Mormon LGBTQ Persecution - A Modern Case of Lying for the Lord - Douglas & Brennen - 1613

Introduction

Elder Dallin H. Oaks stood before the Church in April 2019 and promised that The Church of Jesus Christ of Latter-day Saints would treat heterosexual and homosexual relationships "exactly the same." Five years later, that promise looks less like policy and more like a setup. The story of Douglas and Brennan, detailed in a recent Mormon Stories Podcast interview, reveals what "equal treatment" actually means for same-sex couples in 2024: bishops driving thirty minutes to hunt down inactive members, mothers deceived into giving up addresses, and disciplinary councils convened for people who have not darkened a chapel door in years. This is Mormon LGBTQ persecution in its modern form, dressed in the language of fairness but executed with the precision of a surveillance operation.
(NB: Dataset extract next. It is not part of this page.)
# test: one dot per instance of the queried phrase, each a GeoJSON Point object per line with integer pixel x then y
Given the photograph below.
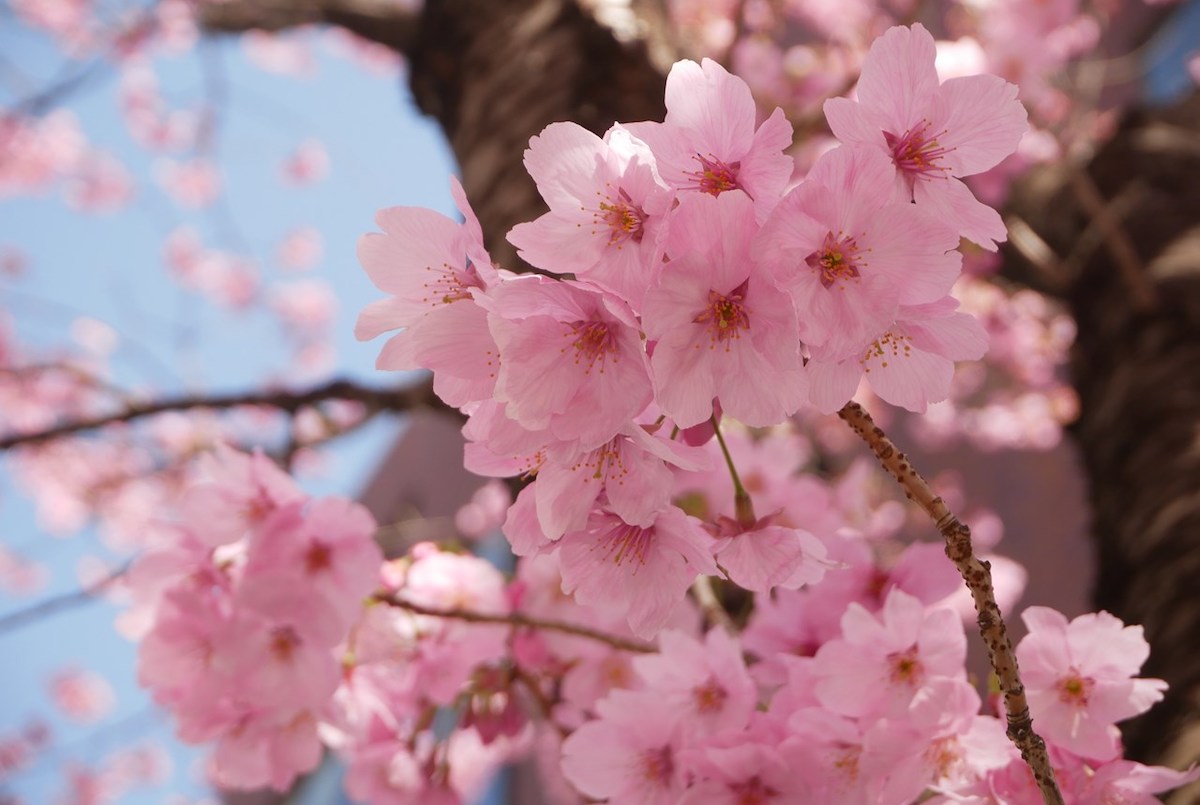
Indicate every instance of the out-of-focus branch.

Background: The Policy and the Promise

To understand the cruelty of this moment, you must remember November 2015. That was when the Church implemented its exclusion policy, labeling same-sex marriage as apostasy and banning children of gay couples from baptism. The backlash was severe. In April 2019, the Church reversed course. Oaks declared the new standard: no more distinction between gay and straight relationships in terms of disciplinary action.

The reversal was supposed to end the era of harsh enforcement. Instead, it opened a new chapter of inconsistency. Some bishops interpreted "equal treatment" as permission to leave same-sex couples alone. Others saw it as license to treat them exactly as they would treat any member in a relationship they deemed sinful: with formal discipline, regardless of activity level or intent to participate.